This project is the fruit of my internship within Harold Waste
It sum the deep research in deep learning models in order to perform a classification task over waste images.
Waste images, having large characteristics and many features, can only be classified using sophisticated models.
For that in this work we intend to use the Autoencoder theory, Restricted Boltzmann Machines as well as the possbility of transfer learning for pre-trained models to classify our waste images.
Access to labeled data is not always easy to acheive, for that two possibilities could be take into account:
- perform data augmentation over a certain labeled data set
- using the scraping method to download data from web
Models as Autoencoders, RBM and DBN (Deep Belief Network : a stack of RBM) are trained via a specific process: First, model is been trained with unsupervised data in order to learn how to match it's input to it's output, in other words to learn how to reconstruct it's input from the hidden code or so-called features.

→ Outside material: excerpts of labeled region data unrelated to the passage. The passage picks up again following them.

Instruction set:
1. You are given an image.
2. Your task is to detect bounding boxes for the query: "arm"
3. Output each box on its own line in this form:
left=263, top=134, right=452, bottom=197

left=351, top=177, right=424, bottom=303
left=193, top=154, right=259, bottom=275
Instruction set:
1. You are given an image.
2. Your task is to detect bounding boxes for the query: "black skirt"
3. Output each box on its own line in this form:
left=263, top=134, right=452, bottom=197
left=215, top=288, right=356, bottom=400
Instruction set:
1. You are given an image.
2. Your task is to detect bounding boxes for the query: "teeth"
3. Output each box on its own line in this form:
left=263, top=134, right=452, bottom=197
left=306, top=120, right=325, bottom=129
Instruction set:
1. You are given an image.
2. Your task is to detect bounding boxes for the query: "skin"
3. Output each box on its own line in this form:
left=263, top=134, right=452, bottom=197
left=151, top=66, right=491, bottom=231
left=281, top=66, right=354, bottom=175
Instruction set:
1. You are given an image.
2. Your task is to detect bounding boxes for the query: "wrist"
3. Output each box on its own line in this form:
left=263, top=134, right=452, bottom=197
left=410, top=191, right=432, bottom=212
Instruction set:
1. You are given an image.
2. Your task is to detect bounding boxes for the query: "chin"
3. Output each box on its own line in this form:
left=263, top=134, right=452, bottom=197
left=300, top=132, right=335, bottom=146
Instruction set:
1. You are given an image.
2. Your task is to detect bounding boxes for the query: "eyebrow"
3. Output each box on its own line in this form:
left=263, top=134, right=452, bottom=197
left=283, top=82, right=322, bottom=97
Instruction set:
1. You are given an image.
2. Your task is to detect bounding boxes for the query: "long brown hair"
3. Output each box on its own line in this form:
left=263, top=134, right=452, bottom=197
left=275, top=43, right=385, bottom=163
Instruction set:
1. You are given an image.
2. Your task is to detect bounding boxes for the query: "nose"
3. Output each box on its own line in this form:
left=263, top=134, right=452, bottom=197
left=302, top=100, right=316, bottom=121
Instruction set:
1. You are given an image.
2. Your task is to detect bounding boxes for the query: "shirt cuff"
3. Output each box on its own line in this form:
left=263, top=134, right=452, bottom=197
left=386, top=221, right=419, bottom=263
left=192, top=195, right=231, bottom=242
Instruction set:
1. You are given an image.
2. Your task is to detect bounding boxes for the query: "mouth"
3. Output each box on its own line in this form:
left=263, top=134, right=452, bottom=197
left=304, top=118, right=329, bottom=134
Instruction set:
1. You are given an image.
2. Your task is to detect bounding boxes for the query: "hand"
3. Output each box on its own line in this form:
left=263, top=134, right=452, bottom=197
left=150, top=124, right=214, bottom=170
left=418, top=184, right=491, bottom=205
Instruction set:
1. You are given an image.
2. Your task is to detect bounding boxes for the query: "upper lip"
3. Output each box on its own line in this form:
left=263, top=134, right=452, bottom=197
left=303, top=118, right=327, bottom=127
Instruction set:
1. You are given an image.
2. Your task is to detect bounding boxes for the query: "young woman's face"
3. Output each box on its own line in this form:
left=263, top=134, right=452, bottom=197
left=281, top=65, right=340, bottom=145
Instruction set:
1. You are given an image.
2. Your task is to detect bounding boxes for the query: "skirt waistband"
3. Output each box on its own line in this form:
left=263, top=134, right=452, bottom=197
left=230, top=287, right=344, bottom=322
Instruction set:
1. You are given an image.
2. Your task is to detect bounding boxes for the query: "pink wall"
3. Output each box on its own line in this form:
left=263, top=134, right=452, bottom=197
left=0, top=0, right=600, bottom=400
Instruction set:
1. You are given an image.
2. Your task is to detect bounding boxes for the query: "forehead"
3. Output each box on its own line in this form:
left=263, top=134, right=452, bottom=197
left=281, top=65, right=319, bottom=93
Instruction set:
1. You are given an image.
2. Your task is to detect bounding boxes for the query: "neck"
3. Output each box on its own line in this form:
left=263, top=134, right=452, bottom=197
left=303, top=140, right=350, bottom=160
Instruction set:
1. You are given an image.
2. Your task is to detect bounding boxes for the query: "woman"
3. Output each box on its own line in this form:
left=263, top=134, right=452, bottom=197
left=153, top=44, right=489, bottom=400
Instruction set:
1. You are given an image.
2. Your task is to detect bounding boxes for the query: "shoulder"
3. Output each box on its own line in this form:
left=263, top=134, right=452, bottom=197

Then the model is fine-tuned using labeled data This process is called semi-supervised learning.
Finally model is tested on unseen data in order to measure its accuracy and efficency.
An small guide to understand the code developed :
-
Folder Data contains a first folder including waste images (data in orginal form) and a second folder containing the data obtained via data augmentation method
-
Folder Models contains two sub-folders :
- Clustering : resumes the cluster model, inspired by k-means backed with sklearn library
- Deep_Learning : includes python scripts of models developed during my internship, (FC Autoencoder, Convolutional Autoencoder, Denoising Autoencoder, RBM, DBN, Convolutional neural network, VGG16 backed with transfer learning...)
-
Folder Application, contains graphs of trained model, h5 files for saving model's weights, json files for saving model's architectures and a python file detailing the training process and clustering results
-
Folder Services, sums the utilities function used to develop models and to perform clustering and classification tasks
Training deep learning models was acheived using floydhub, a Platform-as-a-Service for training and deploying deep learning models in the cloud.
floydhub is flexible in terms of prices for GPU and CPU instance, it is also easy to manage, ease to upload and atttach data, add to managing your workspace and jupyter notebooks.